La Tchéquie face aux défis de la formation des adultes
Soucieuse de favoriser l'apprentissage tout au long de la vie, la Tchéquie multiplie les initiatives pour articuler l'éducation formelle et non formelle. Le pays s'appuie notamment sur son Registre national des qualifications (Národní soustava kvalifikací - NSK). Malgré ces efforts, le taux de participation des adultes à la formation continue reste modeste : en 2024, seulement 9,9 % des 25-64 ans avaient pris part à une activité éducative formelle ou non formelle selon la Labour Force Survey. L' Adult Education Survey révèle néanmoins qu'en 2022, 40 % des adultes tchèques avaient suivi au moins une formation non formelle.

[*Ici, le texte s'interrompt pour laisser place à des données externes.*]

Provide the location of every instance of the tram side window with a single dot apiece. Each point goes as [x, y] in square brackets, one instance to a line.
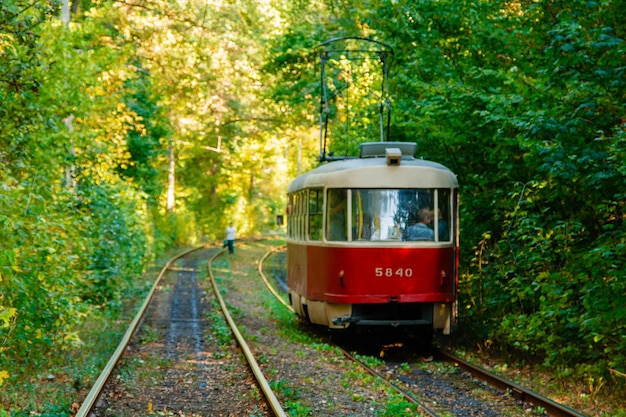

Par Michel Jouini - Le 28 avril 2025.
Un cadre institutionnel et législatif structuré
La gouvernance de la formation des adultes repose principalement sur deux ministères : le Ministère de l'Éducation, de la Jeunesse et des Sports et le Ministère du Travail et des Affaires sociales, qui définissent les orientations stratégiques. La législation nationale, en particulier la loi sur l'éducation (n° 561/2004) et la loi sur la reconnaissance des résultats de l'éducation continue (n° 179/2006), fournit un cadre robuste pour la formation tout au long de la vie et pour la validation des acquis de l'expérience. Le NSK (registre national des qualifications), pierre angulaire de ce dispositif, propose aujourd'hui une offre diversifiée, avec 1451 qualifications professionnelles et 217 qualifications complètes alignées sur les niveaux 2 à 7 du Cadre Européen des Certifications.
La formation des adultes en Tchéquie est portée par une grande diversité d'acteurs : écoles, universités, organismes privés, employeurs, syndicats, ONG ou associations professionnelles. Toutefois, pour proposer des formations reconnues ou subventionnées, ces entités doivent obtenir une accréditation officielle délivrée par le Ministère de l'Éducation. Parallèlement, le système de reconversion professionnelle (Rekvalifikace) permet aux demandeurs d'emploi — mais aussi, dans certains cas, aux salariés ou indépendants — d'acquérir de nouvelles qualifications en réponse aux besoins du marché du travail. Ces formations, axées sur les compétences pratiques, sont souvent financées par les bureaux de travail locaux ou auto-financées par les participants.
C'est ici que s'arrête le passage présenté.